Este período escolhi ler "In Nomine Dei", um livro de teatro de José Saramago. Baseada em factos verídicos, esta peça, constituída por três atos, retrata as lutas entre Protestantes e Católicos em Munster (Alemanha) em pleno século XVI.
Apresenta uma escrita relativamente simples com a presença constante de alegorias bíblicas, e visto tratar-se de um livro de teatro, lê-se com alguma rapidez e facilidade.
Em termos de conteúdo transporta-nos para um período de guerra, levada a cabo pela divergência de crenças religiosas, que se arrasta sob o pretexto de se tratar de um desígnio de Deus. Saramago demonstra-nos algumas das mais horrendas atrocidades que o Homem se dispõe a cometer em nome de Deus e põe ainda em evidência o mau uso da crença religiosa (usada como forma de chegar ao poder), facilmente descartável a partir do momento em que se torna inconveniente.
Um facto que achei particularmente interessante foi o de as personagens femininas aparecerem sob a forma de voz da razão, voz da essência da religião.
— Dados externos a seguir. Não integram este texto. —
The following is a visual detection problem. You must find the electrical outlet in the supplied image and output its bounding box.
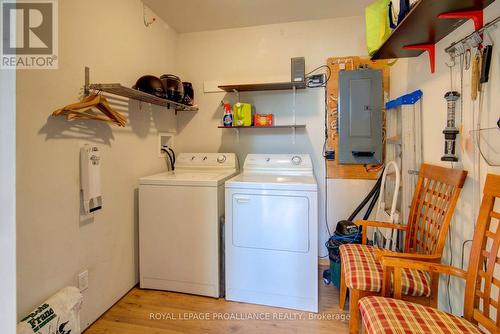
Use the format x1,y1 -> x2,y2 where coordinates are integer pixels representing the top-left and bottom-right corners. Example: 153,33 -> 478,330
158,132 -> 178,158
78,270 -> 89,291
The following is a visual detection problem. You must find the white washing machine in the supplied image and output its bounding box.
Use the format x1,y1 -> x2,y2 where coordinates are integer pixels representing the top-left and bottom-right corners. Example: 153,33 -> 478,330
225,154 -> 318,312
139,153 -> 238,297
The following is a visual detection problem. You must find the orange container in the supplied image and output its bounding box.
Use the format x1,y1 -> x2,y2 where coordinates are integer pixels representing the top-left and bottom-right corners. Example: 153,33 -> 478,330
253,114 -> 273,126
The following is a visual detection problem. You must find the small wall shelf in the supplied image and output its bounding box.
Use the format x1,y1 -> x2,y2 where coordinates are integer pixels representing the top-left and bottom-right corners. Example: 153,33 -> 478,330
219,82 -> 307,144
386,135 -> 402,145
219,82 -> 306,93
218,124 -> 306,129
84,67 -> 198,112
371,0 -> 494,72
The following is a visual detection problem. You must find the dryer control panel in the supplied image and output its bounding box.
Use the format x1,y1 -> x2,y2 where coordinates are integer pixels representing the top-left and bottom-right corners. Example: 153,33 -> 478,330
175,153 -> 238,169
243,154 -> 313,173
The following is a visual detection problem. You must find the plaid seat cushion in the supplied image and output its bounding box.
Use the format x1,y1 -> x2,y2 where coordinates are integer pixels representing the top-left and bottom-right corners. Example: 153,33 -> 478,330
340,244 -> 431,297
358,296 -> 481,334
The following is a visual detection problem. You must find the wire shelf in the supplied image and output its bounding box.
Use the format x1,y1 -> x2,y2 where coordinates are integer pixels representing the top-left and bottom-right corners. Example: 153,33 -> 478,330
88,83 -> 198,112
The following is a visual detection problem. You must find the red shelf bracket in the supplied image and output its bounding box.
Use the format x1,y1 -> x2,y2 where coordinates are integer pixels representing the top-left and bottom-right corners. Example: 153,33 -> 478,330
438,10 -> 483,30
403,44 -> 436,73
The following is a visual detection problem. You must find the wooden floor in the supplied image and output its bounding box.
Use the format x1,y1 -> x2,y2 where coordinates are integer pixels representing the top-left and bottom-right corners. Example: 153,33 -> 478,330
85,268 -> 349,334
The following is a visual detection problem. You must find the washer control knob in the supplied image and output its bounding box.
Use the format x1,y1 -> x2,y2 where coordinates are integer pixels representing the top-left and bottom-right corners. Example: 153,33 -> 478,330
292,155 -> 302,165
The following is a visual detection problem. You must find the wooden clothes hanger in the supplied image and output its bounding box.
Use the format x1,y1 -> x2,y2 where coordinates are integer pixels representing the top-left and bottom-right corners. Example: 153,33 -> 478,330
52,94 -> 127,126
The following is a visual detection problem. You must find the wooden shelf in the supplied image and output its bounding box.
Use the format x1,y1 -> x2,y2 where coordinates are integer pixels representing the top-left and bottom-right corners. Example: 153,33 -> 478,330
88,83 -> 198,112
219,82 -> 306,92
371,0 -> 494,60
218,124 -> 306,129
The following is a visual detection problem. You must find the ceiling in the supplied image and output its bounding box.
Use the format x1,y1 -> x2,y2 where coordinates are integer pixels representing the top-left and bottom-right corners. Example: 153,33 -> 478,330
143,0 -> 373,33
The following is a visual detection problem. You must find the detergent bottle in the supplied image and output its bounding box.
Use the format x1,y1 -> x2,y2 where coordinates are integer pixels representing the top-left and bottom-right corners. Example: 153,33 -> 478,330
222,103 -> 233,127
233,102 -> 252,126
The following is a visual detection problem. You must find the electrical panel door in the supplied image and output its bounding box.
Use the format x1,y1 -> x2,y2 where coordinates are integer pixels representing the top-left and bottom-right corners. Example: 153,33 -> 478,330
338,69 -> 383,164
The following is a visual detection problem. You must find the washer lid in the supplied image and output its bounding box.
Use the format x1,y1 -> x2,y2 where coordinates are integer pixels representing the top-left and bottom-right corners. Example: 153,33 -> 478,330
139,168 -> 237,187
226,173 -> 318,191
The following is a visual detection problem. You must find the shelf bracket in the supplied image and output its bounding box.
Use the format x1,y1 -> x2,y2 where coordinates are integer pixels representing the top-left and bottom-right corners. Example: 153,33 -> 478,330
438,10 -> 483,30
83,66 -> 90,96
403,44 -> 436,73
292,85 -> 297,145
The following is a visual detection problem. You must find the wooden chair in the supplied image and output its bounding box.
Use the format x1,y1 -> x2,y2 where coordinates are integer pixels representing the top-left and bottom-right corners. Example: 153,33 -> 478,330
359,174 -> 500,334
339,164 -> 467,333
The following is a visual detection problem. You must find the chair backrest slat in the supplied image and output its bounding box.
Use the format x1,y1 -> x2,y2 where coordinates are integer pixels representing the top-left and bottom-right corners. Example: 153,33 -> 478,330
404,164 -> 467,255
464,174 -> 500,333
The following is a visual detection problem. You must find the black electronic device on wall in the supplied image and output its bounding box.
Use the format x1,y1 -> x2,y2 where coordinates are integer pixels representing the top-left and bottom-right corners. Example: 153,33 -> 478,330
291,57 -> 306,82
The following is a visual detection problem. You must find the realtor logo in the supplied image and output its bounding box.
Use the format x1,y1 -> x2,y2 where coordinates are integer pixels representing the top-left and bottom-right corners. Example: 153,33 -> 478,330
0,0 -> 58,69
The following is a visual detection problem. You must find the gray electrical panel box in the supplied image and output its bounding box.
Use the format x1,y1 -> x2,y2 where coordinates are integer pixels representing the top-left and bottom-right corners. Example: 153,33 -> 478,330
337,69 -> 383,165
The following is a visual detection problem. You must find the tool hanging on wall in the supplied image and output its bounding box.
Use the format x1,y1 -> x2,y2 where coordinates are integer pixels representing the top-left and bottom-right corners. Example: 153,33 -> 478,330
470,50 -> 481,101
441,91 -> 460,162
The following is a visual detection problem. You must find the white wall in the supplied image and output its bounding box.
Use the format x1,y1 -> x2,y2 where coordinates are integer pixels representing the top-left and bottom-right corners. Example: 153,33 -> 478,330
0,66 -> 16,333
178,17 -> 372,255
391,1 -> 500,314
16,0 -> 177,326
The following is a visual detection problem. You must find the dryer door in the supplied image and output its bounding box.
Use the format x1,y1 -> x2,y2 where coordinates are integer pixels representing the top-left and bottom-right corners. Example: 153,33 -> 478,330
232,193 -> 310,253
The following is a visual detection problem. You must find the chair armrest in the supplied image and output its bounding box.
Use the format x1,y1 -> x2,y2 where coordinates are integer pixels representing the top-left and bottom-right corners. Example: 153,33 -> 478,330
375,249 -> 441,262
354,220 -> 407,245
381,257 -> 467,299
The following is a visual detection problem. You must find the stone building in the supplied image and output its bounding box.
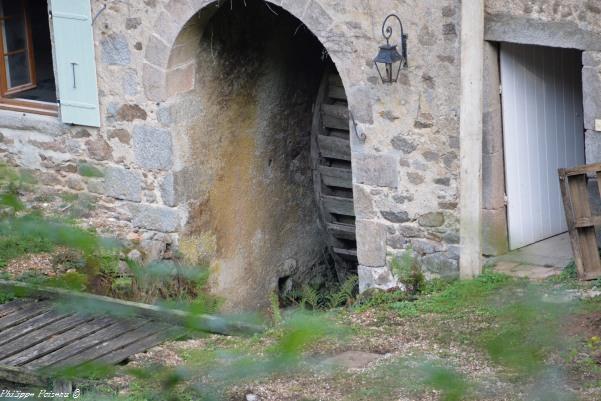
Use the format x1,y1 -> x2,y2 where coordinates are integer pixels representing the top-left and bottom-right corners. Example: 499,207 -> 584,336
0,0 -> 601,308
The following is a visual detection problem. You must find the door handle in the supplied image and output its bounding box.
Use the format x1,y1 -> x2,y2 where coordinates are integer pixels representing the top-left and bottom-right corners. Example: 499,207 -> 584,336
71,63 -> 78,89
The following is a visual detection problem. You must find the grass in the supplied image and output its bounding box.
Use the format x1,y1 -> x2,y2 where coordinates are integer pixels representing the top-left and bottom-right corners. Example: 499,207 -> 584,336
0,231 -> 55,268
390,271 -> 517,317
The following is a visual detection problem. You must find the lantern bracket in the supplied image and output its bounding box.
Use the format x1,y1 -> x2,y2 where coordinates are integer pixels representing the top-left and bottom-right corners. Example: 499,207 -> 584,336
382,14 -> 409,67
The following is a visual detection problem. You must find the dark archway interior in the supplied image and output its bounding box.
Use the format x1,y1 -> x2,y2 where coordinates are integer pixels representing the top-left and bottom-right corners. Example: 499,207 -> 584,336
178,0 -> 350,309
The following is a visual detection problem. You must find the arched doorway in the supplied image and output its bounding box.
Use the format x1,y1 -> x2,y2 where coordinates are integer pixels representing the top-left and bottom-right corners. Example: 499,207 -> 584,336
151,0 -> 356,309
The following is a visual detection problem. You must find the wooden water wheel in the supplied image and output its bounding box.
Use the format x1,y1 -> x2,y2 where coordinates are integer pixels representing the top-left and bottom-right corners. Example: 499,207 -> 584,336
311,67 -> 357,281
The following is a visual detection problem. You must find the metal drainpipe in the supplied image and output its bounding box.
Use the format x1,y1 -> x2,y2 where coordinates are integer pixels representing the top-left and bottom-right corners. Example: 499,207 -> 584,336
459,0 -> 484,279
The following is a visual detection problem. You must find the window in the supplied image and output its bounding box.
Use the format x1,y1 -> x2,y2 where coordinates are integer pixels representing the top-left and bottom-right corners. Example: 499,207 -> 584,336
0,0 -> 58,115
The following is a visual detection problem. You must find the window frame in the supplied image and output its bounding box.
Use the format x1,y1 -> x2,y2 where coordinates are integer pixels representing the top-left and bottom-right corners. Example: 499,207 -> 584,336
0,0 -> 58,116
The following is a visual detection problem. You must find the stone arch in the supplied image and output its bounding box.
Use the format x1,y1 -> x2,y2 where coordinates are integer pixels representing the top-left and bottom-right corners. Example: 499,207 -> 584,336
142,0 -> 354,104
143,0 -> 364,308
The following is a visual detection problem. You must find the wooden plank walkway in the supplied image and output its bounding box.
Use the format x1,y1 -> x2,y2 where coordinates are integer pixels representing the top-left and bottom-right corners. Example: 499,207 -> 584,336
0,299 -> 177,384
0,280 -> 264,386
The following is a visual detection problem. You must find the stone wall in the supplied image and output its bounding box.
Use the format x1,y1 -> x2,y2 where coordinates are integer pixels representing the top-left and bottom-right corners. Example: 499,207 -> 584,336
483,0 -> 601,255
0,0 -> 460,307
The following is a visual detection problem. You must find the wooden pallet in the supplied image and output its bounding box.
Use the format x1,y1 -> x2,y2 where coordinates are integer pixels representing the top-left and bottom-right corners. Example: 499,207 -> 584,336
559,163 -> 601,280
0,280 -> 261,387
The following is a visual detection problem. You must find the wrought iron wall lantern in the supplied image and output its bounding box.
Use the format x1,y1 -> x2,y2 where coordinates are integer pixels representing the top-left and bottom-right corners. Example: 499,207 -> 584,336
374,14 -> 407,84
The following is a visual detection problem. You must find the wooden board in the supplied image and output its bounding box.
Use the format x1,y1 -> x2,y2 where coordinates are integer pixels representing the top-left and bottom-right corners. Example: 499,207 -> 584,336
0,280 -> 262,385
559,164 -> 601,280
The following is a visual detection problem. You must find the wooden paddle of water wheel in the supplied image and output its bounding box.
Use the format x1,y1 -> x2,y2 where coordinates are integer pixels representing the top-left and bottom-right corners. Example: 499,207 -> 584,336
311,67 -> 357,281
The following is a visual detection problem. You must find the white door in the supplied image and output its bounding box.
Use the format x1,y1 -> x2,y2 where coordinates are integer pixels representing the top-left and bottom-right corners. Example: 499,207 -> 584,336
501,43 -> 584,249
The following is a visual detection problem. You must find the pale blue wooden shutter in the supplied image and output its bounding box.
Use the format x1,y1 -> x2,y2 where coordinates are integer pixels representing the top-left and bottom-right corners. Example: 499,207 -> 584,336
50,0 -> 100,127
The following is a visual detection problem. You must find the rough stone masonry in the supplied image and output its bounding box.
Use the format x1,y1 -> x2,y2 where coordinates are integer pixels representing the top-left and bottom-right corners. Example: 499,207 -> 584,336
0,0 -> 601,308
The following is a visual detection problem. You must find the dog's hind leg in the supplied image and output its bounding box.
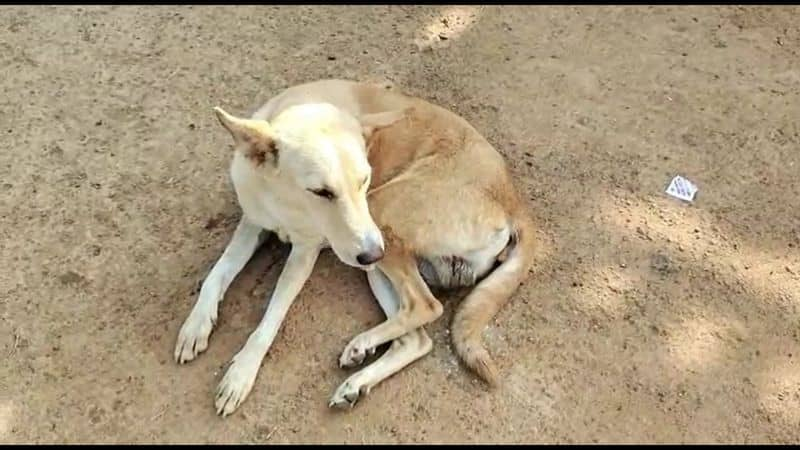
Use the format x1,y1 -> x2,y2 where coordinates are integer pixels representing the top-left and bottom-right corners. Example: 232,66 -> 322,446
328,269 -> 433,408
339,253 -> 443,367
174,216 -> 266,364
Assim, Hille Feiken sacrifica-se em nome do seu povo, tentando seduzir Franz Von Waldeck (bispo católico que empenhou um cerco sobre a cidade, onde mantinha todos os seus opositores) com o intuito de envenenar o mesmo. Esta fracassa, e apesar de se ter revelado altamente altruísta e promotora da paz, nunca foi reconhecida como tal. Outra das personagens femininas relevantes foi Gertrud Von Utrecht, mais tarde rainha Divara, que tentou sempre de alguma forma demover o seu marido (Jan Van Leiden) de tomar atitudes drásticas e despropositadas, e se apresentou como pacifista e genuína entendedora da palavra de Deus.
Por outro lado, as personagens masculinas apresentam-se como poderosas em termos materiais, no entanto, pobres em termos espirituais, que abusam dos dogmas divinos e os distorcem de forma a que os mesmos vão de encontro aos seus objetivos. Temos então a personagem Jan Van Leiden, marido de Divara e mais tarde rei de Munster, que se diz profeta de Deus e manipula o povo apenas com o objetivo de chegar ao poder. Este facto é comprovado no desenlace, no qual, Jan Van Leiden se dispõe a abjurar perante Waldeck, a troco de poder sobreviver, ao contrário do seu povo e das suas inúmeras esposas que se mantiveram fiéis até ao fim, apesar de isso representar a morte.
Como tal esta obra possui um carácter de consciencialização, que nos leva a reflectir sobre um assunto tão polémico como é o da religião.
Deixo-vos com o seguinte texto, que aparece como introdução à peça:
"Entre o homem, com a sua razão, e os animais, com o seu instinto, quem, afinal, estará mais bem dotado para o governo da vida? Se os cães tivessem inventado um deus, brigariam por diferenças de opinião quanto ao nome a dar-lhe. Perdigueiro fosse, ou Lobo-d' Alsácia? E, no caso de estarem de acordo quando ao apelativo, andariam, gerações após gerações, a morder-se mutuamente por causa da forma das orelhas ou do tufado da cauda do seu canino deus?
(...)Não é culpa minha nem do meu discreto ateísmo se em Munster, no século XVI, como em tantos outros tempos e lugares, católicos e protestantes andaram a trucidar-se uns aos outros em nome de Deus- In Nomine Dei- para virem a alcançar, na eternidade, o mesmo Paraíso. Os acontecimentos descritos nesta peça representam, tão-só, um trágico capítulo da longa e, pelos vistos, irremediável história da intolerância humana. Que o leiam assim, e assim o entendam, crentes e não crentes, e farão, talvez, um favor a si próprios. Os animais, claro está, não precisam."